Wie es jüngste Berichte von UN und der Weltbank zu einigen afrikanischen Ländern leider gezeigt haben, dürfen dabei Themen wie gute Regierungsführung und Respekt der Menschenrechte nicht unangesprochen bleiben – auch weil zum guten Geschäft die Bonitätsprüfung gehört. Die humanitäre Tätigkeit der zivilen Nicht-Regierungsorganisationen wie die internationale Hungerhilfe wird im krisengeplagten Kontinent wird ebenfalls weiterhin nötig sein, doch sollten die Brücken zur nachhaltigen Wirtschaft stets bestehen bleiben.
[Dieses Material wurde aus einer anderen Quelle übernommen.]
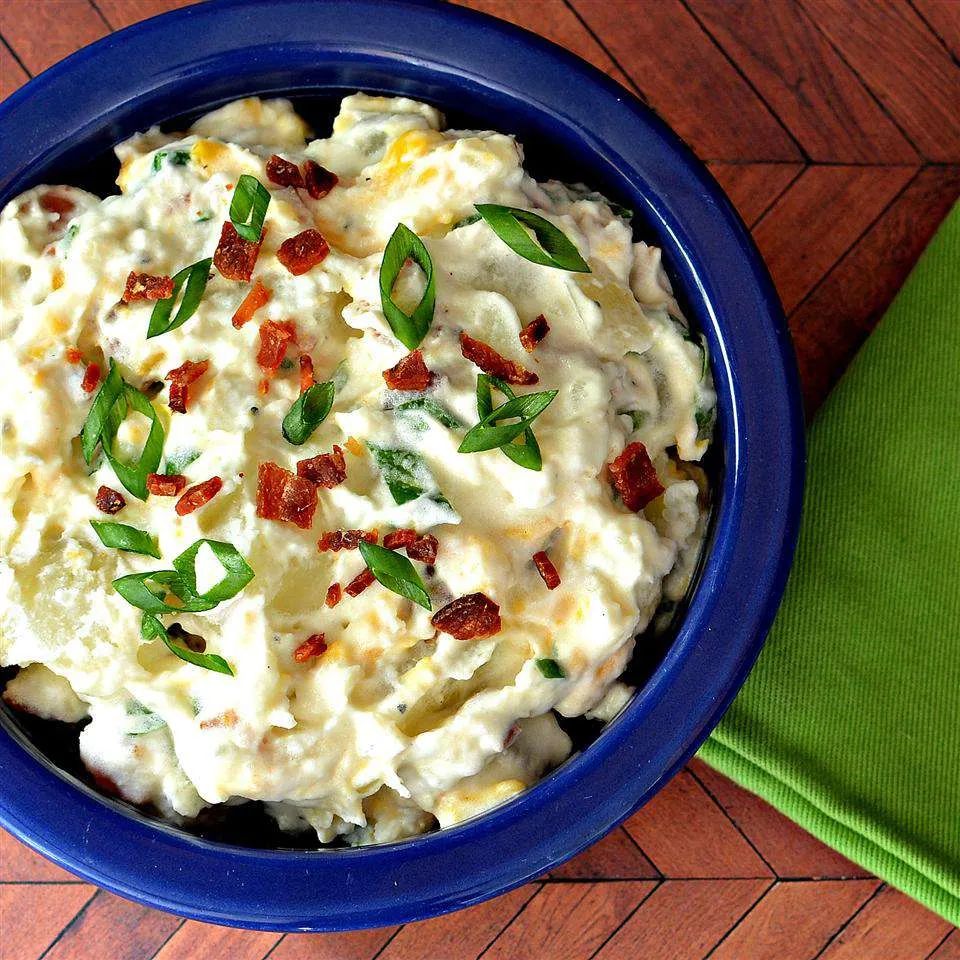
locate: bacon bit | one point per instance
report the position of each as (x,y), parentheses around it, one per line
(547,570)
(326,469)
(424,549)
(489,361)
(634,477)
(313,646)
(534,332)
(109,501)
(410,373)
(274,338)
(319,180)
(145,286)
(198,495)
(252,302)
(166,484)
(282,495)
(337,540)
(91,378)
(306,373)
(399,538)
(303,252)
(235,257)
(180,379)
(360,582)
(469,617)
(284,173)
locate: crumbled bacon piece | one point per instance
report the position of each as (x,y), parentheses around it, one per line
(326,469)
(275,336)
(198,495)
(634,477)
(282,495)
(423,549)
(546,569)
(489,361)
(337,540)
(303,252)
(235,257)
(180,379)
(360,582)
(91,378)
(145,286)
(319,180)
(283,173)
(469,617)
(410,373)
(306,372)
(313,646)
(109,501)
(166,484)
(534,332)
(252,302)
(399,538)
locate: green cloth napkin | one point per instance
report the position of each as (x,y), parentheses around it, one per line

Kooperation neu orientieren – eingedenk des Klimagipfels

Das Konzept „Entwicklungskooperation“ in einer patriarchalen Grundstimmung ist nicht zeitgemäß. Inzwischen setzen Afrikas Regierungen auf eigene Wirtschaftspolitik, wie etwa die geplante Koordination der Transportsysteme im südlichen Afrika, was den Binnenländern zugute kommen soll.  Zudem hat Europa nicht mehr den Vorrang als wichtigster Partner afrikanischer Länder, man braucht nur an China, Russland, USA zu denken sowie an Indien oder der Turkei. Wirtschaftliche Zusammenarbeit sollte neu überlegt werden zwischen der EU und der Afrikanischen Union, um Ziele nach­haltiger Entwicklung verbunden mit Frieden, Freiheit, Menschenrechten durchzusetzen. Auch der Klimagipfel 2021 hat wichtige Wege der Zusammenarbeit aufgezeigt.

Die Liste des „müsste“ und „sollte“ kann leicht weiter geführt werden. Sicher ist eins: es muss noch viel geschehen bis die Ziele 2030 erreicht werden. Und das heißt wie seit langem: strukturelle wirtschaftliche und soziale Ungerechtigkeit angehen, um diese zu mindern und letztendlich zu beseitigen. Kurz gesagt: mehr Unterstützung der Menschenrechte, Demokratie und guten Regierungsführung.